Vilicus Farms: Growers of Bee Better Certified Specialty Grains, Pulses, and Oilseed Crops

 

 

Vilicus, the name chosen by Doug Crabtree and Anna Jones-Crabtree for their farm in the Northern Great Plains, means “steward of the land.”  This name represents their view on how land should be managed in order to produce the food we eat. Since their initial purchase of their farm 11 years ago they have been managing their now nearly 10,000 acre organic dryland farm in exactly that way. 

In the dry, windswept landscape of the Northern Great Plains, Anna and Doug decided early on that they wanted to work with the landscape, which in its natural condition is prairie, by restoring part of the natural legacy of the place.  The result is a staggering 26% of their farm in non-crop areas set aside to serve the creatures and natural processes that the farm relies on to stay resilient. This system works to improve soil and water quality, buffer from wind erosion, secure additional moisture from winter snow and support pollinators and other creatures, while producing healthy food for brands like Annie’s Homegrown, TImeless Natural Foods, and more. It was through this journey of land stewardship  that Anna and Dog were introduced to the Xerces Society and to Bee Better Certified.

 

Anna Jones-Crabtree (left) and Doug Crabtree (right) on their farm in Havre, Montana  (photos:  Jennifer Hopwood / Xerces Society)

 

Path to Bee Better Certified

Vilicus Farms has led the industry with a conservation minded farming ethic, with their work featured extensively in national media, and in the groundbreaking book, The Lentil Underground. As a pilot farm under Bee Better Certified, their early adoption of the Bee Better standards is a perfect example of their commitment to large-scale regenerative agriculture.

As part of the program Vilicus has installed over 1,200 acres of pollinator attractive cover crops and manages over 300 acres of native range and permanent pollinator strips within their farming operations.
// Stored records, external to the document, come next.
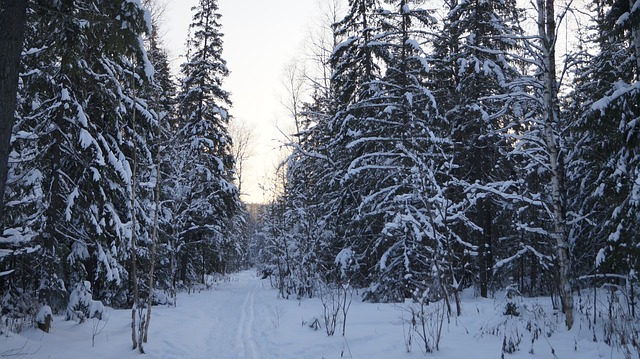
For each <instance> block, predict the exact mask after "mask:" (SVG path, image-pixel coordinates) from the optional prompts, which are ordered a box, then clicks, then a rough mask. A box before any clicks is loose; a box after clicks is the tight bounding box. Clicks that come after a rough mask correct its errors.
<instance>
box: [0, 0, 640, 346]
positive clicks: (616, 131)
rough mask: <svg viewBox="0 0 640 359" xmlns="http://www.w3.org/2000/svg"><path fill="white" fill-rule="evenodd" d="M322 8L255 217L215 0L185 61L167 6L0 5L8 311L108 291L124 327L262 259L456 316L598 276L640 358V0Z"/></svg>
mask: <svg viewBox="0 0 640 359" xmlns="http://www.w3.org/2000/svg"><path fill="white" fill-rule="evenodd" d="M327 3H331V5H332V6H330V8H331V10H332V11H331V12H329V13H327V14H325V15H329V16H327V17H328V20H329V21H327V26H326V28H324V29H323V34H324V36H323V37H321V38H320V39H313V41H312V42H313V46H312V53H313V56H310V57H309V60H308V61H309V63H310V64H309V66H310V67H313V70H310V71H305V72H302V71H300V72H293V73H291V78H290V80H291V81H290V85H291V86H290V87H289V89H288V90H289V94H290V95H291V96H290V102H289V103H288V106H287V108H288V110H289V112H290V114H291V120H292V121H293V123H294V130H293V131H291V133H288V134H287V142H286V144H285V145H286V147H287V148H288V155H287V157H286V159H284V160H283V161H282V163H281V165H280V166H279V167H278V169H277V171H276V173H275V174H274V177H273V180H272V181H271V183H268V184H265V187H268V188H269V190H270V191H271V192H272V197H271V200H270V202H269V203H267V204H264V205H261V206H258V210H256V211H249V210H248V207H247V204H245V203H243V202H242V201H241V200H240V194H241V191H240V190H239V188H240V187H241V184H240V182H239V180H238V178H239V177H240V176H241V173H240V170H239V169H240V168H241V166H240V165H241V164H242V158H241V157H242V150H240V151H239V150H238V146H239V145H242V144H243V141H235V139H234V138H232V136H231V132H230V130H229V127H230V124H231V123H233V121H234V118H233V105H232V103H231V101H230V94H229V93H228V92H227V91H226V90H225V87H224V79H225V78H226V77H227V76H228V74H229V70H228V68H227V63H226V62H225V60H224V57H223V48H224V42H223V40H224V35H223V29H222V26H221V23H220V19H221V17H222V16H224V14H221V13H220V11H219V8H218V1H217V0H200V1H199V3H198V5H197V6H196V7H194V8H193V18H192V22H191V25H190V27H189V29H190V31H189V38H188V39H187V53H186V54H185V57H184V58H185V62H184V63H183V64H182V65H181V66H180V73H179V74H172V73H171V70H170V65H169V61H168V58H167V50H166V49H165V48H164V47H163V44H162V39H161V38H160V36H159V35H158V34H159V33H160V31H161V29H160V26H161V25H160V24H161V23H160V22H159V21H157V20H158V18H157V17H156V16H155V15H156V13H155V12H154V11H155V10H157V9H158V4H157V3H156V2H155V1H154V0H144V1H140V0H61V1H54V2H50V1H42V0H29V1H26V0H5V1H4V2H2V3H0V5H2V6H4V8H3V7H1V6H0V28H3V29H4V28H5V26H8V25H11V24H12V22H16V23H15V24H13V25H12V26H13V27H11V28H12V29H14V28H15V29H18V28H19V26H18V25H20V24H19V22H20V19H23V20H24V24H23V25H24V28H23V30H24V33H23V34H21V36H22V37H23V40H22V41H20V42H19V44H21V45H18V46H17V49H18V50H15V49H16V46H15V42H16V37H15V34H13V33H12V31H7V33H5V34H0V45H2V47H3V48H6V49H11V48H13V49H14V51H13V52H14V55H17V56H14V58H15V59H14V60H13V62H11V58H10V55H11V54H10V52H11V51H6V53H5V55H3V56H4V57H5V58H2V59H1V60H0V65H6V66H5V68H7V69H8V70H7V73H8V74H10V71H9V70H10V68H11V66H9V65H11V64H15V66H14V67H15V69H16V70H17V71H15V76H14V77H15V78H14V79H15V81H13V82H11V81H12V80H11V76H5V77H1V78H0V89H1V90H3V91H2V92H1V93H0V95H1V96H3V98H2V99H0V105H1V106H0V107H2V112H1V113H0V121H2V126H0V132H1V133H0V135H1V136H0V137H1V138H0V139H1V140H2V143H0V146H4V147H3V148H2V149H0V154H1V155H2V157H3V158H0V160H1V161H0V172H2V173H1V174H0V180H1V181H0V188H1V189H2V192H0V195H2V197H1V198H2V201H0V203H1V204H0V233H1V236H0V290H1V291H2V292H1V294H2V297H1V298H0V300H1V303H2V304H1V305H2V313H1V315H2V318H3V319H2V322H3V323H4V324H3V325H5V326H8V327H9V328H8V330H17V329H18V328H20V327H21V326H22V325H24V323H29V322H33V321H34V320H35V317H36V314H37V313H38V311H39V310H40V309H41V308H42V307H43V306H47V307H50V308H51V311H52V312H53V313H67V316H68V317H69V318H70V319H73V318H76V317H77V316H83V315H84V316H90V315H92V312H93V310H92V307H93V305H92V304H91V303H93V302H94V301H99V302H100V303H101V304H104V305H106V306H110V307H113V308H131V309H132V318H133V322H135V320H136V319H135V318H136V314H135V313H136V311H138V312H142V311H143V310H149V312H148V313H149V314H147V318H148V316H149V315H150V308H151V305H152V304H168V305H171V304H172V303H173V301H174V300H175V295H176V292H179V291H190V290H192V289H193V288H194V287H198V286H206V284H207V283H206V282H207V276H209V275H211V274H215V273H217V274H225V273H229V272H234V271H238V270H241V269H246V268H250V267H255V268H257V269H258V270H260V271H261V273H262V274H263V275H264V276H265V278H266V277H270V278H271V281H272V283H273V285H274V286H275V287H276V288H277V291H278V295H279V296H280V297H282V298H302V297H314V296H318V295H319V293H320V292H321V291H322V290H323V288H328V287H338V288H339V287H342V288H344V287H345V286H351V287H355V288H358V289H359V290H361V291H362V293H363V298H364V300H366V301H371V302H402V301H404V300H406V299H411V300H413V301H415V302H418V303H427V304H428V303H433V302H444V303H445V304H446V308H447V312H448V314H449V315H460V314H461V312H462V309H461V300H460V293H461V292H462V291H463V290H465V289H468V288H473V289H474V291H475V293H476V295H477V296H478V297H483V298H490V297H491V296H493V295H494V293H496V292H499V291H505V290H507V291H510V292H513V293H517V295H519V296H523V297H536V296H548V297H550V298H551V301H552V303H553V306H554V307H555V308H556V309H557V310H558V311H560V312H561V313H563V315H564V317H563V318H564V319H563V320H564V324H565V326H566V327H567V328H569V329H570V328H571V327H572V326H573V324H574V319H575V318H574V314H575V312H576V310H577V308H576V299H575V296H576V294H577V293H580V292H581V291H582V290H588V289H589V288H591V289H592V290H596V289H599V290H606V291H608V293H610V298H612V299H611V300H610V302H609V304H608V305H609V306H610V308H613V307H615V308H616V310H615V311H614V312H615V313H616V314H615V315H616V316H615V317H614V316H610V317H609V318H608V319H607V318H605V320H610V321H612V322H613V321H616V320H618V321H619V320H624V321H627V322H630V323H635V324H634V325H632V326H631V329H629V331H628V332H625V333H623V334H621V335H620V336H618V337H616V338H617V339H616V338H613V339H611V340H613V341H615V340H618V342H620V343H622V345H630V346H631V347H632V348H633V349H634V350H635V353H638V352H640V344H639V343H640V338H639V337H638V335H639V334H638V333H639V332H640V331H639V330H638V326H637V323H638V322H637V314H636V309H637V298H636V297H637V294H636V293H637V291H638V288H637V286H638V281H639V278H638V274H637V272H638V270H640V268H639V267H640V262H639V261H640V237H639V233H640V210H639V208H638V207H639V206H640V142H639V140H640V133H639V132H640V0H635V1H634V0H590V1H586V0H585V1H578V0H573V1H571V0H562V1H560V0H532V1H530V2H519V1H516V0H443V1H427V0H348V1H346V0H345V1H337V0H336V1H328V2H327ZM12 4H14V5H15V4H22V8H20V6H18V5H15V7H11V5H12ZM339 5H340V6H339ZM12 11H15V13H12ZM20 11H22V12H23V13H22V14H23V15H22V16H16V14H18V15H19V14H20V13H21V12H20ZM274 21H275V20H274ZM7 24H8V25H7ZM18 39H20V37H18ZM11 41H13V44H12V43H11ZM10 45H12V46H13V47H10ZM12 84H13V85H12ZM11 86H13V88H15V90H14V91H13V92H11V91H6V89H10V88H11ZM9 105H11V107H9ZM5 138H6V141H5ZM254 207H255V206H254ZM252 208H253V207H252ZM87 293H89V299H90V300H89V301H86V302H83V301H82V300H80V301H79V300H78V299H77V298H79V297H83V296H85V295H86V294H87ZM74 298H75V299H74ZM614 298H615V299H614ZM90 304H91V305H90ZM609 313H610V314H611V313H613V312H612V310H611V309H610V311H609ZM139 318H142V319H141V320H142V321H144V320H145V319H144V318H145V317H144V316H143V315H140V316H139ZM7 323H12V324H7ZM147 323H148V322H147ZM133 325H134V324H133V323H132V328H133ZM0 328H1V325H0ZM634 328H635V329H634ZM132 332H133V333H134V338H133V343H134V347H135V343H136V339H135V330H132ZM143 335H144V332H143V331H141V332H140V338H142V336H143Z"/></svg>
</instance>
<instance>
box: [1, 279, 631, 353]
mask: <svg viewBox="0 0 640 359" xmlns="http://www.w3.org/2000/svg"><path fill="white" fill-rule="evenodd" d="M462 300H463V310H464V313H463V315H462V316H460V317H457V318H456V317H452V318H451V319H450V320H447V318H446V316H444V320H443V322H442V324H443V327H442V340H441V342H440V345H439V349H440V350H439V351H435V352H433V353H429V354H427V355H425V354H424V353H423V352H422V351H421V349H420V347H421V346H420V338H419V337H418V336H417V335H415V333H414V334H413V337H412V338H413V339H412V340H413V343H412V344H411V346H410V347H411V352H409V353H408V352H407V347H408V344H407V340H406V338H407V337H408V334H409V333H410V332H409V330H408V329H409V324H410V321H411V313H412V312H411V310H414V311H415V309H416V304H412V303H409V302H407V303H404V304H372V303H364V302H362V301H361V300H360V298H359V297H358V296H357V294H356V295H355V296H354V297H353V302H352V304H351V308H350V309H349V312H348V318H347V326H346V333H345V336H344V337H343V336H341V335H339V334H338V333H336V335H334V336H327V335H326V333H325V331H324V323H323V319H322V313H323V311H322V303H321V301H320V299H302V300H282V299H278V298H277V291H276V290H274V289H272V288H271V286H270V284H269V280H268V279H266V280H260V279H258V278H257V277H256V276H255V275H254V272H253V271H246V272H242V273H239V274H236V275H232V276H230V277H228V278H227V279H226V280H223V281H219V282H217V283H215V284H214V286H213V290H209V291H201V292H195V293H194V292H192V293H191V294H186V293H182V294H179V296H178V299H177V307H166V306H161V307H154V308H153V312H152V314H151V323H150V333H149V342H148V343H146V345H145V346H144V349H145V352H146V355H145V356H144V358H220V359H227V358H228V359H234V358H245V359H272V358H282V359H299V358H341V357H342V358H361V359H388V358H434V359H444V358H451V359H455V358H500V357H501V349H502V345H503V339H504V338H505V337H509V336H510V335H519V336H520V338H521V339H522V343H520V344H519V350H518V351H516V352H515V353H513V354H504V358H529V359H538V358H554V357H556V358H562V359H578V358H580V359H582V358H601V357H602V358H613V359H618V358H623V355H622V354H621V353H619V352H618V351H616V350H612V349H611V348H610V347H608V346H607V345H605V344H603V343H602V342H598V343H594V342H593V341H592V338H593V331H592V330H590V329H588V325H587V324H588V323H587V322H586V321H582V319H581V317H579V318H578V321H579V322H577V324H576V325H575V326H574V328H573V329H572V330H571V331H567V330H565V329H563V325H562V323H563V319H562V318H560V316H558V315H556V314H554V312H553V310H552V309H551V301H550V300H549V298H539V299H523V298H519V297H518V298H516V299H513V300H511V302H512V303H515V305H518V311H519V312H520V313H522V315H521V316H519V317H514V316H508V315H504V314H503V313H504V310H505V306H506V303H507V300H506V297H505V295H504V294H496V299H482V298H475V296H474V295H473V293H472V292H471V293H470V292H465V293H463V296H462ZM423 309H426V313H427V314H429V315H431V314H434V313H435V314H438V313H440V315H441V316H442V313H443V312H444V309H443V306H442V305H441V304H438V303H432V304H431V305H429V306H424V308H423ZM540 313H543V314H540ZM545 313H547V314H545ZM430 318H431V316H429V317H427V321H432V319H430ZM316 319H317V320H318V321H319V323H320V324H321V328H319V329H317V330H314V329H313V328H311V327H310V325H311V324H312V323H314V321H315V320H316ZM130 320H131V311H130V310H113V309H111V308H104V315H103V319H102V320H99V319H96V318H93V319H87V320H86V321H85V322H84V323H78V322H76V321H65V320H64V318H63V317H58V316H54V318H53V322H52V327H51V331H50V333H43V332H42V331H40V330H38V329H35V328H34V329H27V330H25V331H23V332H22V333H21V334H12V333H8V334H6V335H5V334H3V335H2V336H0V355H1V354H2V353H11V354H12V356H13V357H17V358H33V359H40V358H43V359H44V358H52V359H55V358H65V359H75V358H87V357H91V358H121V359H125V358H142V357H141V356H140V354H139V353H138V352H137V351H135V350H131V332H130ZM428 324H430V323H428ZM527 326H528V327H529V328H534V329H535V328H542V329H543V330H544V331H543V333H544V335H539V334H540V333H539V332H535V331H529V330H528V329H525V328H526V327H527ZM543 326H544V327H543ZM514 328H515V329H514ZM514 330H516V331H514ZM517 330H520V331H517ZM547 333H548V334H549V336H547ZM535 336H538V337H539V339H537V340H536V339H535ZM92 339H93V340H92ZM92 341H93V344H92ZM530 352H531V353H532V354H530ZM552 352H553V354H552Z"/></svg>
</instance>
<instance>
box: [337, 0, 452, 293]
mask: <svg viewBox="0 0 640 359" xmlns="http://www.w3.org/2000/svg"><path fill="white" fill-rule="evenodd" d="M350 4H351V8H350V12H349V13H348V15H347V16H346V17H345V18H344V19H343V20H342V21H341V22H339V23H338V24H337V27H336V28H337V31H336V33H337V34H339V35H341V36H344V38H345V40H344V41H343V42H342V43H340V44H338V45H337V46H336V49H335V51H334V54H333V57H332V59H331V60H332V64H333V67H334V75H333V78H332V81H333V82H332V84H333V90H334V97H333V99H334V101H335V104H334V105H333V106H334V111H335V112H334V114H333V117H332V119H331V121H330V122H329V124H328V126H327V127H328V128H329V129H330V130H331V131H333V132H334V134H333V135H332V136H330V141H329V143H330V148H332V150H333V153H332V154H331V157H332V162H333V163H335V167H336V169H337V171H336V173H335V174H334V178H333V180H334V181H336V182H337V181H339V182H338V183H339V186H338V187H337V188H336V194H337V195H336V196H335V197H336V198H339V199H340V202H339V207H338V208H339V212H338V213H336V214H337V215H338V216H340V217H339V218H342V220H341V221H342V222H343V223H340V222H338V224H337V226H336V227H337V230H338V233H339V235H338V237H339V238H340V237H343V238H345V243H344V249H349V250H351V251H352V253H353V256H352V263H353V264H352V266H353V268H350V269H351V270H352V271H353V272H354V273H358V274H360V275H362V277H361V279H360V280H361V282H360V283H358V284H364V285H368V286H369V289H368V291H367V293H368V294H367V295H368V297H369V298H370V299H372V300H380V301H397V300H402V299H403V298H405V297H412V296H416V295H417V296H428V297H429V299H430V300H432V299H439V298H442V297H447V298H448V295H447V294H446V293H447V292H448V291H449V290H450V287H449V286H450V285H451V284H452V283H453V282H454V280H453V274H452V273H451V271H450V270H449V267H448V265H446V262H447V260H448V258H447V257H448V256H449V254H450V253H451V252H450V251H449V250H450V248H449V246H448V243H449V241H450V240H452V239H453V238H454V237H453V236H450V234H451V232H450V231H449V228H448V225H449V223H448V222H447V221H448V220H449V219H450V218H449V216H448V215H449V214H450V212H449V209H450V207H449V204H448V203H447V201H446V198H445V196H444V192H445V191H444V189H445V186H443V184H444V183H446V180H445V178H446V173H447V172H449V170H450V168H451V161H450V158H449V157H448V154H449V153H450V150H449V149H448V148H447V147H449V146H450V141H449V140H448V139H446V138H443V137H442V134H443V130H442V127H439V126H441V125H442V123H441V122H438V120H437V118H438V116H437V110H436V109H435V103H434V99H433V96H432V94H431V93H430V92H429V91H428V90H427V89H426V88H425V87H424V86H423V85H422V81H423V80H424V78H425V74H426V72H427V66H426V59H425V55H424V53H423V52H422V49H421V43H422V42H424V41H425V39H426V31H427V30H428V28H429V26H431V24H432V23H433V18H432V17H431V16H430V15H429V13H428V12H427V11H425V10H422V9H420V8H419V7H418V6H416V4H414V2H412V1H394V2H390V3H389V6H387V7H386V8H383V7H382V6H381V5H380V4H378V3H375V2H352V3H350ZM383 71H384V72H383ZM425 283H428V284H425ZM427 287H429V288H427Z"/></svg>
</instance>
The requirement under Bee Better Standards is for a farm to have a minimum of 5% of the farm area in habitat--Vilicus has over 21% of their acreage in habitat. These habitat areas contain native prairie wildflowers that help to sustain pollinators through the season, provide nesting habitat, and protection from the elements.  

In addition to adopting the certification practices, Anna volunteers her time, knowledge, and experience as a member of the Bee Better Advisory Board.  Her insights, guidance, and perspectives as a farmer are invaluable to our efforts as we work to expand and build this one of a kind certification in a way that benefits farmers and pollinators alike.
 

Ingredients they grow

It is not uncommon to hear the question “why support pollinators when the crops we grow don’t need them?” This question applies to Vilicus Farms. With rotations of small grains(wheat, oats and rye), pulses (lentils, dry peas and beans) and oilseed crops,only a few of the crops benefit from  pollinators. But to Anna and Doug, being a steward of the land is not just about the season to season gain of these conservation practices.It is a long term effort that will reap rewards for the larger ecosystem.

 

Partners in the supply chain

The Vilicus Farms website lists some of the best known companies and brands in the regenerative space including  Annie’s Homegrown, Timeless Natural Foods, and Iroquois Valley Farms and Grain Millers. Anna and Doug also work to build community, operating an apprentice program to train a new generation of regenerative farmers, and building an ever-growing network of like-minded organic farmers and companies who are redefining agriculture.  They’re exactly the kind of farm that represents the Bee Better Certified values.

Vilicus Farms can and does offer direct CPG/food manufacturer/processor contracting on their organic and Bee Better Certified crops. Their typical annual rotations include: red winter wheat, rye, oats, yellow peas, green lentils, oats and hulless oats, red spring wheat, soft white spring wheat, flax and buckwheat. They also have extensive experience with chickpeas, spelt, sunflower, canola, and more.